Литмир - Электронная Библиотека

Едва я закончил изучение гороскопа, как за мой столик, не спрашивая разрешения, плюхнулся неопределённого возраста мешковатый субъект с лицом, обожженным солнцем, жизненными бурями и алкоголем.

– Чёрт побери! – завопил он на милом моему слуху саксонском диалекте. – Кажется, мне посчастливилось встретить соотечественника! Я издали заметил немецкую газету!

Мне оставалось только представиться:

– Арнольд Фогт.

– Крашке.

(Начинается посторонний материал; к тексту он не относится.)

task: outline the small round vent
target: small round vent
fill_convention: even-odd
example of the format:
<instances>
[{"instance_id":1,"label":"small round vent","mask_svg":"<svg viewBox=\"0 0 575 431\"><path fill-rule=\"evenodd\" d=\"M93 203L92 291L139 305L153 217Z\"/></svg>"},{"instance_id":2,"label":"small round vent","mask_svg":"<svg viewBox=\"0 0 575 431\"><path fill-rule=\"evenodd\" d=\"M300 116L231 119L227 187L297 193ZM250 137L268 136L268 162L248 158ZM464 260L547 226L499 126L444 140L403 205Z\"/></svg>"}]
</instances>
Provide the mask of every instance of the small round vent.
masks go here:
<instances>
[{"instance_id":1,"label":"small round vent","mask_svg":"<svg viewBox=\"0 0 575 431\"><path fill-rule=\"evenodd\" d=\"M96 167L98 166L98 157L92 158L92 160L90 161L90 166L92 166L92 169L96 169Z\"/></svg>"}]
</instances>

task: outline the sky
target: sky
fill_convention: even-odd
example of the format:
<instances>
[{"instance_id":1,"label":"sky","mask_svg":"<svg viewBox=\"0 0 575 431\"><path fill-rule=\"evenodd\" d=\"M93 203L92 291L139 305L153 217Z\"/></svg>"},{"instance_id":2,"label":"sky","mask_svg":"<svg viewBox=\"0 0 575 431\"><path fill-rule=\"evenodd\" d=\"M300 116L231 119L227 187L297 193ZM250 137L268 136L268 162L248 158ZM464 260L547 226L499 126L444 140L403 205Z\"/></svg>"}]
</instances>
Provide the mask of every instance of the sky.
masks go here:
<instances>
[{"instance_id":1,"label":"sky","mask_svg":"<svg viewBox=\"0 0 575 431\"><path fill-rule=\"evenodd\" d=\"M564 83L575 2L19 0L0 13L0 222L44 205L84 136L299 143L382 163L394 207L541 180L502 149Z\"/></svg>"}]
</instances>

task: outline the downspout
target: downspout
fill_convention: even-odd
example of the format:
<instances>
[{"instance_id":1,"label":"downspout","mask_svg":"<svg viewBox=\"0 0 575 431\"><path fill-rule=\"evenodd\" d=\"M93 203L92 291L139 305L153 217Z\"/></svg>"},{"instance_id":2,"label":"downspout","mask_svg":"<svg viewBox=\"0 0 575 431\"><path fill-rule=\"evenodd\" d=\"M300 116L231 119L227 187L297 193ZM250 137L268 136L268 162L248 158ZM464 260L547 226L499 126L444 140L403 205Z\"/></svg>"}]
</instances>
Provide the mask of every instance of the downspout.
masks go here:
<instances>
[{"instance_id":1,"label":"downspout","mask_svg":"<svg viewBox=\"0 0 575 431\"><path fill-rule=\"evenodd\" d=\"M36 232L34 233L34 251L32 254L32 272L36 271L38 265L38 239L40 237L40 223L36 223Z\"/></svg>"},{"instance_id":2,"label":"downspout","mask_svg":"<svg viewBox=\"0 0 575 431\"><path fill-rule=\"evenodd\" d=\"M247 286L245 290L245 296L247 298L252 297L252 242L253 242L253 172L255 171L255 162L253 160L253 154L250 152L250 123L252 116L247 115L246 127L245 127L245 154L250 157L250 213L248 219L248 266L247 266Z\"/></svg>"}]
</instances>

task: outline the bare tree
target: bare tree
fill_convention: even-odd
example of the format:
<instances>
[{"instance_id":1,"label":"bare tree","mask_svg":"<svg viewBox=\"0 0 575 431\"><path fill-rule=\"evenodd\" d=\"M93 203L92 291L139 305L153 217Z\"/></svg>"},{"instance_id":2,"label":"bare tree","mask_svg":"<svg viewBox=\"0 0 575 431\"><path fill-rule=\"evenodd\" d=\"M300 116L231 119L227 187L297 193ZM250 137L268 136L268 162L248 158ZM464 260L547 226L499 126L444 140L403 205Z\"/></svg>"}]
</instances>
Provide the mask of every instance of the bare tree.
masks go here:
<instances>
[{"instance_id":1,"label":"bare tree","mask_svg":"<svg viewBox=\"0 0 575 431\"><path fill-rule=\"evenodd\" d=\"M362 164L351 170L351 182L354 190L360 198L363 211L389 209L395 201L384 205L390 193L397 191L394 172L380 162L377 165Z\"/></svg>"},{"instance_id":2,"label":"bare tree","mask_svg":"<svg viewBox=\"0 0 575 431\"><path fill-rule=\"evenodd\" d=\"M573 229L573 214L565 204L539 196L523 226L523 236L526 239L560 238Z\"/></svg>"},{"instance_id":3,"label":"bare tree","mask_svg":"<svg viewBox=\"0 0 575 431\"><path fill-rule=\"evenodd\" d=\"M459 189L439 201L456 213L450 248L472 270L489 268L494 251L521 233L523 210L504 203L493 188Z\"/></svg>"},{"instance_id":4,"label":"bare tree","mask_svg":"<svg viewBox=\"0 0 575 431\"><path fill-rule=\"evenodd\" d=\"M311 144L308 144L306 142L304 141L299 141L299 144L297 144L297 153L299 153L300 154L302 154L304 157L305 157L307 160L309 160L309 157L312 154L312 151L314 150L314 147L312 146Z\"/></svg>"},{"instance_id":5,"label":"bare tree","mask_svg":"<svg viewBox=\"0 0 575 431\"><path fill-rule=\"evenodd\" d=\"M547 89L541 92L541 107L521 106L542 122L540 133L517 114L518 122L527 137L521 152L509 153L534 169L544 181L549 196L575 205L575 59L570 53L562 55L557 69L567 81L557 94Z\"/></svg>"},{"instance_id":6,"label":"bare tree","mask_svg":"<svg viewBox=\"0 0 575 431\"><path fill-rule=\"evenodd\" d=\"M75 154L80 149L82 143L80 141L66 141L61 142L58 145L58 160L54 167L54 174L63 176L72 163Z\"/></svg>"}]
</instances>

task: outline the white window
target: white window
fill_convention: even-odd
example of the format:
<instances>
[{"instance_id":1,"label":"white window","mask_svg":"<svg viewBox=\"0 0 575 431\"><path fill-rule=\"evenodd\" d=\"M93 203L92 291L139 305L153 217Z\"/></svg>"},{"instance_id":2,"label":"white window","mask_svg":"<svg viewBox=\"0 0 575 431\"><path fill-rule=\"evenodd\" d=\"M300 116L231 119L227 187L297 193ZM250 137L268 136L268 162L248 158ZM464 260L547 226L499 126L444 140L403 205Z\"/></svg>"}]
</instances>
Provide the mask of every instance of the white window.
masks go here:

Герхард Крашке, чёрт побери!

В этот момент кельнер поставил передо мной обед. Крашке мигом заказал себе такой же и по рюмке ямайского рома нам обоим. Через пять минут мы уже пили на брудершафт, а ещё через полчаса я знал о моём новом знакомце почти всё.

Крашке родился в Дрездене в семье пивовара. В сорок четвёртом достиг призывного возраста и был мобилизован. Ему повезло. Он воевал на Западе и потому отделался незначительными травмами морального порядка. Хотя и на Западе иногда тоже убивали. Вернувшись из американского плена, увидев прах родного города и не застав в живых никого из близких, впервые осознал, что такое война. Однако осознал не полностью, поскольку впоследствии сделал войну своей профессией. А разве следовало ожидать от него чего-либо другого? Ведь он был бюргером, сыном, внуком и правнуком бюргеров. Крашке инстинктивно шарахнулся прочь от обгорелых кирпичей и чёрных головешек Дрездена, но если бы союзники и не стёрли с лица земли Флоренцию на Эльбе, он всё равно приземлился бы по другую сторону демаркационной линии, потому что там было сытнее, теплее, надёжнее. По крайней мере, так казалось. Вскоре он уяснил, что человеку, не знающему иного ремесла, кроме военного, нечего делать в мирной Европе. И Крашке нашёл применение этому ремеслу в других частях света. Он воевал за французов во Вьетнаме, за них же в Алжире, за израильтян против арабов, потом снова во Вьетнаме, теперь уже за американцев. Правда, воевал не очень старательно.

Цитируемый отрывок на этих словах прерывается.